Globular proteins that exhibit tertiary structure; They serve as catalytic proteins that speed up reactions by lowering the energy of activation. Dotted lines on a potential energy diagram represent catalysts. Enzymes can catalyze in both directions.

Question 115

Energy of Activation

Answer 115

The amount of energy needed to begin a reaction.

Question 116

Induced-Fit Model

Answer 116

As a substrate enters an active site, it induces the enzymes to alter its shape slightly so the substrate fits better.

Question 117

Enzymes and Substrates

Answer 117

Enzymes are substrate specific. They are named after their substrate and the name ends in the suffix “ase”.

Question 118

Cofactors/Coenzymes

Answer 118

Cofactors are inorganic molecules that help enzymes and coenzymes are vitamins that help enzymes.

Question 119

Enzyme Efficiency

Answer 119

Enzymes are affected by pH and temperature. 37 degrees celsius is optimal for human enzymes.
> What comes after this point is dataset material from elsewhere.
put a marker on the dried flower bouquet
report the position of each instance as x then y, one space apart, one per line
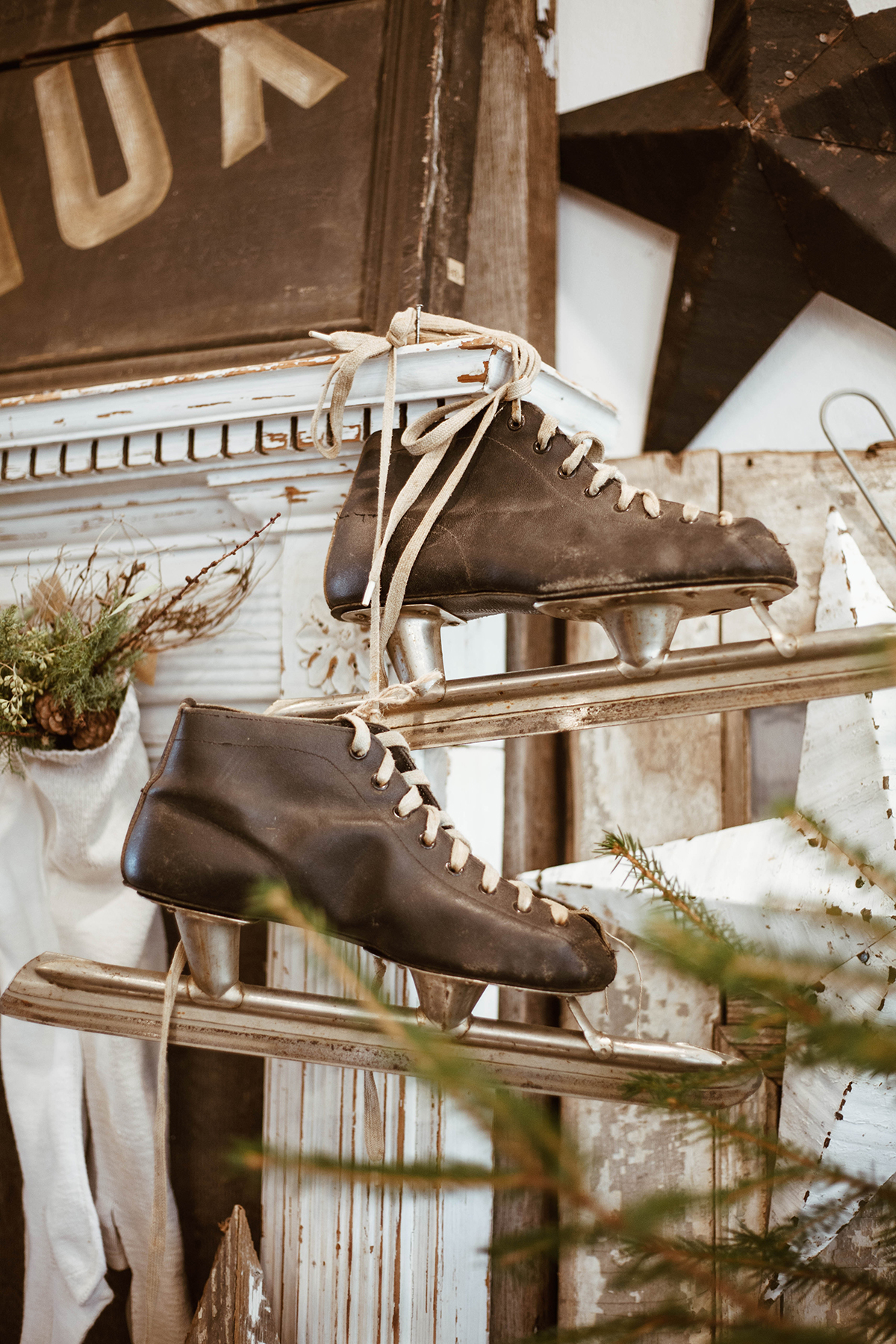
69 651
If temperature is too high enzymes denature and lose their conformation. Gastric enzymes becomes active at low pH while intestinal amylase works best in alkaline environments.

Question 120

Competitive Inhibition

Answer 120

Inhibition of an enzyme due to some compounds resemble the normal substrate molecule and compete for the same active site on the enzyme. These mimics reduce the productivity of enzymes by preventing the substrate from combining with an enzyme. They can be reversible or nonreversible.

Question 121

Noncompetitive Inhibition

Answer 121

When an enzyme contains more than one active site and the substrates do not resemble each other. Binding of either substrate presents the other from binding to the enzyme. The substrate that binds to the enzyme is ransom and a function of the concentration of each substrate.

Question 122

Noncompetitive Inhibition: Operon

Answer 122

The binding of a repressor to the operator on the DNA strand blocks the binding site for RNA polymerase and no transcription can occur.

Question 123

Allosteric Inhibition

Answer 123

Two active sites are present; one for a substrate and one for an inhibitor. The enzyme oscillates between two conformations; active or inactive. When the inhibitor binds the substrate site is altered and the enzyme cannot catalyze the reaction.

Question 124

Allosteric Inhibition: phosphofructokinase

Answer 124

Catalyzes step three in the production of pyruvic acid and is inhibited by ATP. This is an example of feedback inhibition where a metabolic pathway is switched off by its end product.

Question 125

Cooperativity

Answer 125

Substrates can stimulate an enzyme with quaternary structure to be more effective. For example, when oxygen bing to hemoglobin it can rapidly bind to three more oxygen atoms.